Miscibility gap alloys with a ceramic matrix for thermal energy storage

Abstract

New miscibility gap alloys with a ceramic matrix have been explored in the ZrO2–Al, AlN–Al, AlN-(Al–Si), Al2O3–Al and MgO–Al systems with a view to creating oxidation-resistant macroscopically solid, phase change-enhanced, thermal energy storage materials. Materials were manufactured by mixing the components, pressing and firing at 700 °C under argon. Oxidation tests at 700 °C in air for up to 72 h showed a mix of responses. Despite favourable thermodynamic properties of some published Ellingham diagrams, samples in the ZrO2–Al system underwent a strong exchange reaction, which did not result in a useful material.
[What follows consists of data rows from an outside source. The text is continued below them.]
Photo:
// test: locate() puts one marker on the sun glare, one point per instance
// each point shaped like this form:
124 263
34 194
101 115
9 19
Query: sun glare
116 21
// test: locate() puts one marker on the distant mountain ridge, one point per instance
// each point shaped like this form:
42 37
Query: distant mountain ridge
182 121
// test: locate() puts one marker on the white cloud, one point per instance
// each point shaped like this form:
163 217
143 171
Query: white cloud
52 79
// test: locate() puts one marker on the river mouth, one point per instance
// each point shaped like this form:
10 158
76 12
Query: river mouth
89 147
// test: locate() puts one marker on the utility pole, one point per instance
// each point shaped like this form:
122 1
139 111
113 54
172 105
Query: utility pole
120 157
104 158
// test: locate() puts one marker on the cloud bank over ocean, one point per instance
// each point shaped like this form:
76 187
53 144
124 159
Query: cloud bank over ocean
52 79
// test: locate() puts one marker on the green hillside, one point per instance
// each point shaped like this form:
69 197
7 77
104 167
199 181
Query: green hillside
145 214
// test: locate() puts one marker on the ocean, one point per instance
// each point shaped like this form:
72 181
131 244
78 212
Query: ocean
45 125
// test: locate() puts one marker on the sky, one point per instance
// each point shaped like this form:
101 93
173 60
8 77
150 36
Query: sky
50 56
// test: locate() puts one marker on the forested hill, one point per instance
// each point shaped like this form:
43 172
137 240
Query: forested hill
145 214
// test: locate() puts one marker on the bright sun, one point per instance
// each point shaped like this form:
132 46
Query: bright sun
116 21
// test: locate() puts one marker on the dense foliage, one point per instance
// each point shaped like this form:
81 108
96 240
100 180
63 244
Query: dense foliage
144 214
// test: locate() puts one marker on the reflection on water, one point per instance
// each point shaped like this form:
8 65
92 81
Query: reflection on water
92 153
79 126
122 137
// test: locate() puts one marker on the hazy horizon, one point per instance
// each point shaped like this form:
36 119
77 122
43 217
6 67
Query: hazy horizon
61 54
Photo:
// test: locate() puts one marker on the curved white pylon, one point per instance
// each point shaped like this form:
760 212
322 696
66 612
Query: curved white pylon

In the AlN–Al, AlN–(Al–Si) systems, viable MGA-type materials with encapsulated Al particles providing latent heat storage within a solid matrix were formed. There was no degradation of the materials after 24 h of oxidation testing; however, severe oxidation of the Al or Al–Si was observed after 72 h. The Al2O3–Al and MgO–Al systems not only formed a viable ceramic matrix material after firing, but also showed no signs of Al oxidation after 72 h in air at 700 °C. These results open up a promising new series of thermal energy storage materials, some of which appear to have very good oxidation resistance under the test conditions.